Facing nuclear reality, 35 years after The Day After
A special report by Dawn Stover
A comprehensive look at the meaning, in today’s world, of a landmark TV movie, including an interview with Ted Koppel, who led an expert panel discussion after the airing of a film that changed world nuclear history.
Dawn of a new Armageddon
By Cynthia Lazaroff
 The truly gripping account of 38 minutes of chaos that ensued after Hawaii received an all-too-believable warning that it was under what appeared to be a nuclear missile attack.

George H.W. Bush worked toward a soft nuclear landing for the dissolving Soviet Union
By Siegfried S. Hecker
How the late president aided the effort to secure the Soviet Union’s nuclear material and scientists as the USSR dissolved.
Expert comment: The INF and the future of arms control
By John Mecklin
A collection of extraordinary experts assesses the import of the Trump administration’s declared interest in leaving the landmark Intermediate-range Nuclear Forces Treaty, a foundation of the world’s arms control regime.
Robert Oppenheimer: The myth and the mystery
By Richard Rhodes
The Pulitzer Prize-winning author of The Making of the Atomic Bomb explains, in brilliant detail, the reality of J. Robert Oppenheimer, in contrast with his portrayal in the opera Dr. Atomic.

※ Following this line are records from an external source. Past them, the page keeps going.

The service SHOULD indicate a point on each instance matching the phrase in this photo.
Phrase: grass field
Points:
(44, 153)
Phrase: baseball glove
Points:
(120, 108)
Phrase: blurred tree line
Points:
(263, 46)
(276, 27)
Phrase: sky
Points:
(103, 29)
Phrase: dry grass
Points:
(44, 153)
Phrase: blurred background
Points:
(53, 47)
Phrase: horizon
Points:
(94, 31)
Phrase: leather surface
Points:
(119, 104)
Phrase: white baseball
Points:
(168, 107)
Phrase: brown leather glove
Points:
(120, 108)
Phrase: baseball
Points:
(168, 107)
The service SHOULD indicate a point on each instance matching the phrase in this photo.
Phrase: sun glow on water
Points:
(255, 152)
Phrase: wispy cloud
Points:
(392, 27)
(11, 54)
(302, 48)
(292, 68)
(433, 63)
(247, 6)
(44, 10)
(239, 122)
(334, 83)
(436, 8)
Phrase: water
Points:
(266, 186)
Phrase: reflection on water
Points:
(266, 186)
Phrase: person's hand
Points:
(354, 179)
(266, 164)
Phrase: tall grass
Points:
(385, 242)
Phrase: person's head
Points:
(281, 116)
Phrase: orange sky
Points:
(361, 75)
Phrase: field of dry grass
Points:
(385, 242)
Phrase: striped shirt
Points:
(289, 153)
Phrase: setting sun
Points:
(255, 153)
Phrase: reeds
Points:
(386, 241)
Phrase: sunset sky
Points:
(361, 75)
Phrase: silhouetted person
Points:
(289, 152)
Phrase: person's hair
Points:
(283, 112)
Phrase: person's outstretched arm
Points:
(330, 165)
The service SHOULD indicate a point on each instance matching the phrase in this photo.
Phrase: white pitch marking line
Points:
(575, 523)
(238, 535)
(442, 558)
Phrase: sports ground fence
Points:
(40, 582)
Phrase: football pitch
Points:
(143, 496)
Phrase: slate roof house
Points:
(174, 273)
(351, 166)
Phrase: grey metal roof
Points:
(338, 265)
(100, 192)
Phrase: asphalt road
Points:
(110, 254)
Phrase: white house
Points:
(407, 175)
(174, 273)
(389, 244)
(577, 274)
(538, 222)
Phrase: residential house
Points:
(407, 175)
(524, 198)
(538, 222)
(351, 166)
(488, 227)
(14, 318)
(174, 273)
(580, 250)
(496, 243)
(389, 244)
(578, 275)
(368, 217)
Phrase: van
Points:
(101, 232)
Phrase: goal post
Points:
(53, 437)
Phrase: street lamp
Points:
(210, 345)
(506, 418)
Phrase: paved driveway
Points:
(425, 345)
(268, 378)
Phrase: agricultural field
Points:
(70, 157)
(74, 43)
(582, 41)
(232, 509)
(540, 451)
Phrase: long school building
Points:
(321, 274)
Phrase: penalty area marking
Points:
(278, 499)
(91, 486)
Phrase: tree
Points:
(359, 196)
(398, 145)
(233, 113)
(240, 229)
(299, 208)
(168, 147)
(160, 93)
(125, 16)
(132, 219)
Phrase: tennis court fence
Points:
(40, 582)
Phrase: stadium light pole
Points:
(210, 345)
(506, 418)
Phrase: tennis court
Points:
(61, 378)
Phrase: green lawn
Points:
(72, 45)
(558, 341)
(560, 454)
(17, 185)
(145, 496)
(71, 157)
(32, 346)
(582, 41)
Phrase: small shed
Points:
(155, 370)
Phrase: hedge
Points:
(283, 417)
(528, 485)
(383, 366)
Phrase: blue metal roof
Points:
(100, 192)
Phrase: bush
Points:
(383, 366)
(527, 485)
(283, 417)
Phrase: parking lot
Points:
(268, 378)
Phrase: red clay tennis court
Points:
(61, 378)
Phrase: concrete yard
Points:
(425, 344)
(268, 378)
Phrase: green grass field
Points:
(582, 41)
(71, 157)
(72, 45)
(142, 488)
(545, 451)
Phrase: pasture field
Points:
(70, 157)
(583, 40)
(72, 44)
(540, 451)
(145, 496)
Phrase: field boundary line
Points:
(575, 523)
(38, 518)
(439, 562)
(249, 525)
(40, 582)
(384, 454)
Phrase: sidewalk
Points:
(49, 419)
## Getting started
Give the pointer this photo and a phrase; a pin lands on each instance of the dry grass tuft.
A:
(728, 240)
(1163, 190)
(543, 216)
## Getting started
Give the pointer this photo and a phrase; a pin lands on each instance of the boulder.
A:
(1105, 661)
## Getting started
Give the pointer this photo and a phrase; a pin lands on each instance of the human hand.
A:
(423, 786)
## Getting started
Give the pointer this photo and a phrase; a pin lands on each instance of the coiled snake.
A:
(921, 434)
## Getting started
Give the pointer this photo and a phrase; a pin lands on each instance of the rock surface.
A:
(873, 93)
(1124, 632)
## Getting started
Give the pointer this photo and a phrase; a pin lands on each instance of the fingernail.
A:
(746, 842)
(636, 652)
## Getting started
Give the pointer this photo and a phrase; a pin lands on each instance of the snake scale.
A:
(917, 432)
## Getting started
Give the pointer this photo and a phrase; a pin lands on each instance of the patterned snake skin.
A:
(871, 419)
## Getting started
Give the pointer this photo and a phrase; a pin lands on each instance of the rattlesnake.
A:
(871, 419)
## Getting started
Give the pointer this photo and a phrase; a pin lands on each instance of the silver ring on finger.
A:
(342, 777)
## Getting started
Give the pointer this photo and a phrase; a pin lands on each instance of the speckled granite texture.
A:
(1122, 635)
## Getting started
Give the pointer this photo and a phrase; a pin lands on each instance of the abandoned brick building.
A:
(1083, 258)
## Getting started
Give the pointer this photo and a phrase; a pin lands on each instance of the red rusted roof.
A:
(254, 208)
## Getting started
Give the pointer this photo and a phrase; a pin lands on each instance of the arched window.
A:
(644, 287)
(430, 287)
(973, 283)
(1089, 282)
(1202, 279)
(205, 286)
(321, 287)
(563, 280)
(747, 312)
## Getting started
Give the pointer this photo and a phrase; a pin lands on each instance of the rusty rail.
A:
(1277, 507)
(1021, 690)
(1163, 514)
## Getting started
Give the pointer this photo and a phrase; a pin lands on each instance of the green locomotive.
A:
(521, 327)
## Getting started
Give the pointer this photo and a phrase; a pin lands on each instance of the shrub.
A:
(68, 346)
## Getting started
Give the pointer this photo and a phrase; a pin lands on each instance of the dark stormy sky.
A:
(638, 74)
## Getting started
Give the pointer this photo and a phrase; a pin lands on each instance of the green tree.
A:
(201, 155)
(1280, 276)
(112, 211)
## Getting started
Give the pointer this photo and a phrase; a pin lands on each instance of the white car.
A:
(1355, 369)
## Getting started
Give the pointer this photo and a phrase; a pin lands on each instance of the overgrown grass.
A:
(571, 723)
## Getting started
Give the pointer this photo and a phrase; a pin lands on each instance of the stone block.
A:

Under siege: Safety in the nuclear weapons complex
By Robert Alvarez
One of the premier experts on the US nuclear weapons complex explores an Energy Department attack on the Defense Nuclear Facilities Safety Board, which oversees and reports on safety practices in the complex.
Hiroshima & Nagasaki
A collection
Through the decades, the Bulletin has been home to distinguished analysis of the US atomic bombing of two Japanese cities at the end of World War II. This collection provides an authoritative starting point for anyone interested in understanding the lasting meaning of those attacks.